MoiN!

On 24 Aug 2013, at 06:26, Frank Habicht <[email protected]> wrote:
>  8/23/2013 11:56 PM, Joe Abley wrote:
>> profit-harming) problems whose origins are elsewhere. They are far
>> more likely to be guided by (a) the hooks available in their software
>> and (b) the kind of rumour mill that came up with "block ICMP for
>> security reasons".
>> 
>> Reasoned guidance from the IETF at best would improve (a) and decrease
>> the incidence of (b). At worst, it would do no harm.
> 
> Decreasing the pain to the zone editor considered harmful.
That's not what is intended and if you read 
        https://datatracker.ietf.org/doc/draft-livingood-negative-trust-anchors/
section 7 clearly states responsibilities for the problems.

> We live in a world where the big ones mentioned have and will have NTAs.
> Otherwise they wouldn't do any validation.
And the draft tries to document reasonable operational practices for them which 
if such a draft didn't exists everybody would do on there own with maybe not so 
good results. We already had cases where large operators stopped validation 
after the first incident and haven't gone back since.

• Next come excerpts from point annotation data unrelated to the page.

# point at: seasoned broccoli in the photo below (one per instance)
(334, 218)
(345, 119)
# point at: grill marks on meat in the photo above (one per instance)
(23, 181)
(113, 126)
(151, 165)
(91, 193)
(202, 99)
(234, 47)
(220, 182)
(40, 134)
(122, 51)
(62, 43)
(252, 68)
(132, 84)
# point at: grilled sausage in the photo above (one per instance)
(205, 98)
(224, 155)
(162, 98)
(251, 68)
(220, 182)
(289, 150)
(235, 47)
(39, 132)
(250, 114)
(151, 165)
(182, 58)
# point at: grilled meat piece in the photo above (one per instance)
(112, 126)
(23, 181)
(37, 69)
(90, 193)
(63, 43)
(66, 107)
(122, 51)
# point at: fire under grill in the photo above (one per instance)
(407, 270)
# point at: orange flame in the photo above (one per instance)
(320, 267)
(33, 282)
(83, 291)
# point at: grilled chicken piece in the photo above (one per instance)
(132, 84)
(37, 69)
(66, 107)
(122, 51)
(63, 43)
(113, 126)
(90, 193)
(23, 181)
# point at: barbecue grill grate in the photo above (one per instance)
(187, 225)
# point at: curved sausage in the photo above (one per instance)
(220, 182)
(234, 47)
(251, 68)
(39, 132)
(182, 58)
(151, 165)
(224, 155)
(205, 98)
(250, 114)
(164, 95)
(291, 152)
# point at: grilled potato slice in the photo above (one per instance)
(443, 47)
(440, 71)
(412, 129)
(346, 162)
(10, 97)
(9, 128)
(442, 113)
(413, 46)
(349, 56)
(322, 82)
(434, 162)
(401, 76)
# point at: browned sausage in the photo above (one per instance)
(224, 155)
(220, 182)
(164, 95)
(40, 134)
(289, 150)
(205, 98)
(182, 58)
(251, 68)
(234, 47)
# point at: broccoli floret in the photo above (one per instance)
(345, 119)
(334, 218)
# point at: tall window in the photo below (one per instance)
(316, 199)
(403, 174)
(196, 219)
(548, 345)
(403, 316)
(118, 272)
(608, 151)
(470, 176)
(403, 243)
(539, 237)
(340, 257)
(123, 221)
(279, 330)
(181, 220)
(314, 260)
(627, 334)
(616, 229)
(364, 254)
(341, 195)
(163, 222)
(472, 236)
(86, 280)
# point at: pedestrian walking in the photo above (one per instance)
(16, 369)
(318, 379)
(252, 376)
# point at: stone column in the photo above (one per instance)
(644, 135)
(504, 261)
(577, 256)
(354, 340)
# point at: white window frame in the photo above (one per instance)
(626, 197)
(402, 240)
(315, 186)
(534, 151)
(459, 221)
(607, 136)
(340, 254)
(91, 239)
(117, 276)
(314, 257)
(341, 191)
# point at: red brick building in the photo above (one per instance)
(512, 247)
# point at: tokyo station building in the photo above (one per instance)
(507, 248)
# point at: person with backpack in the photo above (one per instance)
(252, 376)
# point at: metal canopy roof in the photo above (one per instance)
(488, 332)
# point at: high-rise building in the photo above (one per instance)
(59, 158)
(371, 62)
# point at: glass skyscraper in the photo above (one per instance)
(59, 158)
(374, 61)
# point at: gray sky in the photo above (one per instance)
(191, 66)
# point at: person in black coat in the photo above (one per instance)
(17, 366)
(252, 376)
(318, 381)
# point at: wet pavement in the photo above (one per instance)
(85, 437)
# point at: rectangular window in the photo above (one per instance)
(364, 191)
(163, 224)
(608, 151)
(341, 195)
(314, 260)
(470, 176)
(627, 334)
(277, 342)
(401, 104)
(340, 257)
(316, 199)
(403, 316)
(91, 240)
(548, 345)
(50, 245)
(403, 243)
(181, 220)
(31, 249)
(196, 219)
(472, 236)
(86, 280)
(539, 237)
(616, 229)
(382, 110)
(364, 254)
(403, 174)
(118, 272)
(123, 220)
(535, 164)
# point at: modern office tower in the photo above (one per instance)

> The suggestion is to spread these tools to more and more resolver
> operators.
The suggestion is to document what to do if someone decides to use NTA, the 
tools are already there and will be use regardless if we document their proper 
usage or not. 

> This will directly remove pain to the zone editors doing the
> original mistakes. editors will continue to do mistakes. NTA will be there
> for ever. Dislike.
Not documenting something doesn't make it go away (see NAT). It just makes it 
harder to interoperate.

> Seems it's a crossroads now. do we tell the resolver operators to
> fix-by-workaround broken zones, or do we tell editors to be more serious
> and from now they MUST get it right.
> To do both would be sending mixed signals.
IMHO if we only tell zone editors to do the right thing, and resolver operators 
to just take the hit some zone operators will still not get it right and we 
will not get widespread adoption of DNSSEC in the resolver space. 

> Frank
> at resource-starved isp still doing neither (signing|validating)
Well think about what would make your bosses do it and what your responses to 
them in the case of problems would be.